Non, ce n’est pas mal de questionner une Église que nous aimons. D’en questionner ses dépravations. Ce qui est mal [est] de les attribuer aux autres seulement et de se croire innocents, pauvres, bons (Carlo Carretto). Ce qui est mal est de songer un seul instant que nous connaissons celui qui nous questionne. Voulez-vous ? On n’est pas dans l’incarnation que Jésus a prise sur lui à bras de corps sans répondre à la question, toujours à réentendre, de Jésus. Refuser nos questionnements sur les dépravations actuelles, c’est refuser d’entendre Jésus nous dire : je serai toujours avec vous.
Pour François Cassingena-Tréverdy, moine, poète, écrivain, c’est vivre en altitude, que vivre dans l’interrogation[1]. Chaque question, rester ou déserter, contribue à élargir notre regard en nous faisant prendre un peu de recul. Elle nous élève, nous fait voir plus loin, plus en profondeur. Il est frappant d’observer que tout dans cette finale de Jean sur l’eucharistie, que chaque mot contribue à élargir notre regard sur Jésus. Il est plus que ce que nous voyons. Plus que ce que nous en savons. Chacune de nos questions nous aspire vers le haut.

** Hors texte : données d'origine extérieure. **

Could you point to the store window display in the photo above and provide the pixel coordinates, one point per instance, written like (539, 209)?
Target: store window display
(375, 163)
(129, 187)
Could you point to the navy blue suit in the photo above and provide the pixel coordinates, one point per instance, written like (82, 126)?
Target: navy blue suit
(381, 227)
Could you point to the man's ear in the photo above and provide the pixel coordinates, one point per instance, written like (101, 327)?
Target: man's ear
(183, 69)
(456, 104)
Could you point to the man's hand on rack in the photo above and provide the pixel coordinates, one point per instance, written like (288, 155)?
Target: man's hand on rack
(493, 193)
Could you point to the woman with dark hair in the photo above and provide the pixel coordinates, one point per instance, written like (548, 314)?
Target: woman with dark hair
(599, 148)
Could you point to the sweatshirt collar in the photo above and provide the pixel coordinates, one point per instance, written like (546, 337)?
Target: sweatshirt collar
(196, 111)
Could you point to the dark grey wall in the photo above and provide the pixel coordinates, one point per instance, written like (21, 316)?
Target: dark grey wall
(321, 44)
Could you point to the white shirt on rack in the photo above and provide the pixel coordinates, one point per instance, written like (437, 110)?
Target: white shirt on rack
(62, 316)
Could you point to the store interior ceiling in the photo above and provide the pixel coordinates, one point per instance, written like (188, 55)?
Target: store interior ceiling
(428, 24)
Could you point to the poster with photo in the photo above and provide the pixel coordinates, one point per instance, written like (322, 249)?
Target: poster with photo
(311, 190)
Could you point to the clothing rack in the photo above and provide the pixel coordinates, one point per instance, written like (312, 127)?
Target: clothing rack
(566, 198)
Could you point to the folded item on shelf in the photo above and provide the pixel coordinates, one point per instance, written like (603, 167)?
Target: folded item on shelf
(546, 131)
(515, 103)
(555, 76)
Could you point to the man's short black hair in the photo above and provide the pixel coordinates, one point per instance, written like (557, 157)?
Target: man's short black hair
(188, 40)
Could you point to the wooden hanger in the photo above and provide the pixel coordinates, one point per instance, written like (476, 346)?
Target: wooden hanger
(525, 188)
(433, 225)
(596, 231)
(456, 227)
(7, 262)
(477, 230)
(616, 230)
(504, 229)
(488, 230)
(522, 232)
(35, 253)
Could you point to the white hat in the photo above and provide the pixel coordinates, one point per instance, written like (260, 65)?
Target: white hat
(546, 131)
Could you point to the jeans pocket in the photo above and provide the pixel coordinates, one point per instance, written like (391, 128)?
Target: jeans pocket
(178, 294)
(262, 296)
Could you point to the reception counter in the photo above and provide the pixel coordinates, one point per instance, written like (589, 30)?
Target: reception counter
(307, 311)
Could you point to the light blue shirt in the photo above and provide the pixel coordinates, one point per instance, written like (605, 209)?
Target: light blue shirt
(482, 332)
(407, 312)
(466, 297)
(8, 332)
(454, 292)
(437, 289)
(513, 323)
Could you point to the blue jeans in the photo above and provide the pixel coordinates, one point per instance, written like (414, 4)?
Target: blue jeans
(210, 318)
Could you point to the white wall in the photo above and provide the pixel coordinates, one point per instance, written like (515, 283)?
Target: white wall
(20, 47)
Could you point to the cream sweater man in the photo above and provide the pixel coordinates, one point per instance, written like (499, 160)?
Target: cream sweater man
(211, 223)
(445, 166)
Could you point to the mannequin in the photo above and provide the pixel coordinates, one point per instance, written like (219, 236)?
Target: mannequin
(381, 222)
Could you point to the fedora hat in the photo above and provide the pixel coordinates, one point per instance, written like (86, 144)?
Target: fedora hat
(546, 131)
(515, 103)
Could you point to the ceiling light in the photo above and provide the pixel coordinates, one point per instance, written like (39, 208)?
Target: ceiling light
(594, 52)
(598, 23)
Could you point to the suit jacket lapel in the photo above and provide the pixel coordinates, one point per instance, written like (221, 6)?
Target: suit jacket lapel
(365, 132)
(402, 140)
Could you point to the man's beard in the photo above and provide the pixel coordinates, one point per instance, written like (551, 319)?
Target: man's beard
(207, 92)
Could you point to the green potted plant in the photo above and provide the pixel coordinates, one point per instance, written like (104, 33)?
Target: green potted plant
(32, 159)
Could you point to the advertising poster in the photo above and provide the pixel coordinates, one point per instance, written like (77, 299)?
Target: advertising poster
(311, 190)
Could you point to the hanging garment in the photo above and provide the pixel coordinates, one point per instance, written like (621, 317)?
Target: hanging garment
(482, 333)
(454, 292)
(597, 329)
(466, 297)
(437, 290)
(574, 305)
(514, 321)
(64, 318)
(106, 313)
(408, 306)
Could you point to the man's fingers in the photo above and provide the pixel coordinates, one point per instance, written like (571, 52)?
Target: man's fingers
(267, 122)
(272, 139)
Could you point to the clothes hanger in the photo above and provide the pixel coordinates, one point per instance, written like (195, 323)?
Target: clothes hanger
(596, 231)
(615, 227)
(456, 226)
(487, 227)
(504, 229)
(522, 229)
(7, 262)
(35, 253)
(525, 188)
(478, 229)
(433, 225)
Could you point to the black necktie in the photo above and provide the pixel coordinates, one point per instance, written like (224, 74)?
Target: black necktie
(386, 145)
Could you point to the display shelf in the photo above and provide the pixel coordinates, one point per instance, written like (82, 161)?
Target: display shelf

Nos questions actuelles sont nécessaires. C’est la question du Petit Prince étonné devant tout. C’est la question des enfants, celle des chercheurs. Celle de Jésus, ce matin. Question brûlante comme le buisson ardent. Question qui nous évite d’enfermer Jésus dans ce qu’on a toujours cru comme ça. Dès que nous enfermons Jésus dans nos connaissances, il n’est plus là. Chaque question nous dépouille, nous fait avancer dans l’obscurité qui réfléchit la lumière. C’est dans la pénombre que la lumière est belle (Fred Pèlerin).
Cette question voulez-vous me quitter, Jésus nous la pose. Me la pose personnellement. Et je n’ai comme réponse que la mienne : ce qui, à ce jour, me préserve de la désespérance est de n’avoir jamais divinisé l’Église que je sais faite, comme moi, de pâte humaine. De ne jamais avoir sacralisé mon sacerdoce jusqu’à le rendre intouchable.

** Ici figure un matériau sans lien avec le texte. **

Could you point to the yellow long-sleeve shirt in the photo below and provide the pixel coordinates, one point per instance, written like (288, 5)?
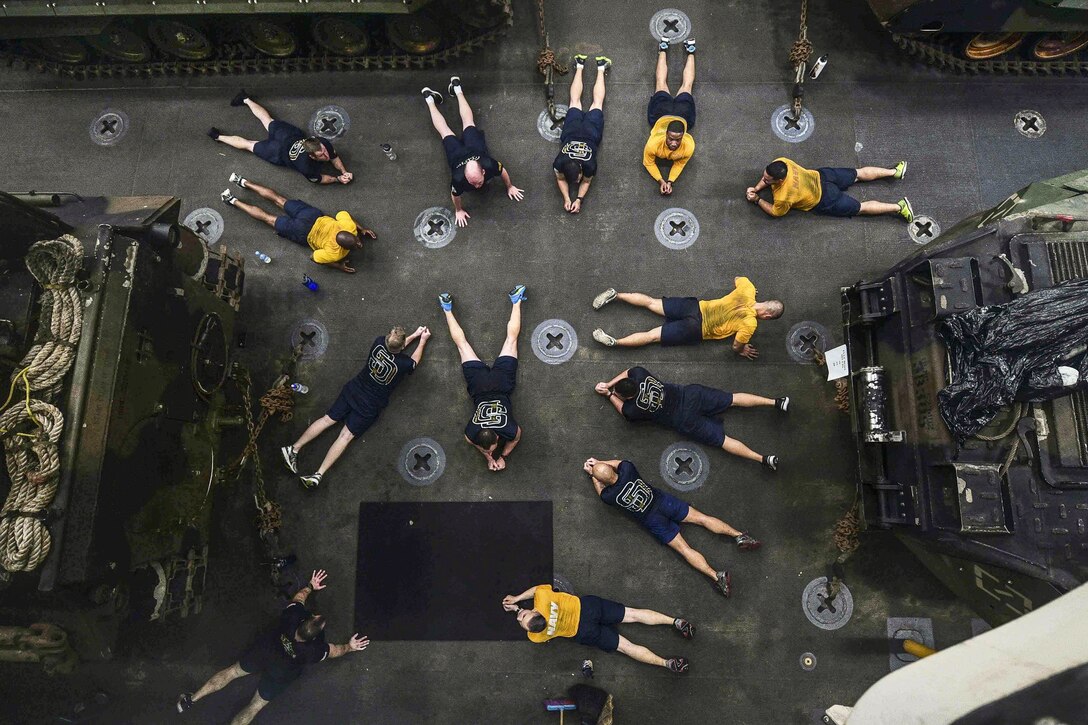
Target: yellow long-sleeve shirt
(656, 149)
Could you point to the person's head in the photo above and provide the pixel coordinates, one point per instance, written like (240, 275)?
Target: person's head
(316, 149)
(775, 172)
(626, 389)
(310, 628)
(674, 134)
(571, 171)
(531, 621)
(486, 440)
(473, 173)
(770, 309)
(348, 241)
(395, 341)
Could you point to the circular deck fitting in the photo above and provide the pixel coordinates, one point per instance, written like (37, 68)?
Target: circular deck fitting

Jésus n’offre pas aux siens, amuse-gueule ou un apéro. Il exprime son désir de nous voir vivre comme lui. Cette manière est trop dure. Certains le quittèrent. Et vous ? ajoute Jésus. Sa vie donne l’exemple de ce qu’est une vie nouvelle. C’est un changement radical, une sorte de fission nucléaire, pour utiliser une image du pape Benoît, qui suscite un processus qui transfigurera le monde entier[2]. La question de Jésus a aujourd’hui le même impact que chez les disciples de la première heure.
À votre contemplation. Que cherchons-nous en venant à cette table ? Une "recette" facile ? Quel est le désir qui nous pousse à célébrer chaque jour l’eucharistie ? Que cherchez-vous, ici, en vivant en communauté ? Il arrive parfois que derrière les apparences de religiosité et même d'amour pour l'Église, on recherche en réalité la gloire humaine et le bien-être personnel[3] . Quand notre rencontre avec Jésus devient totale, elle ouvre sur la lumière qui jaillit de l’eucharistie, ce pain de vie (cf. Mane nobiscum domine # 11 et 12). Elle nous fait, comme Claire d’Assise, des femmes de lumière. Amen.
[1] - François Cassingena-Tréverdy Propos d’altitude, éditions Albin Michel, 2023
[2] - Pape Benoît XVI, exhortation apostolique Sacramentum caritatis.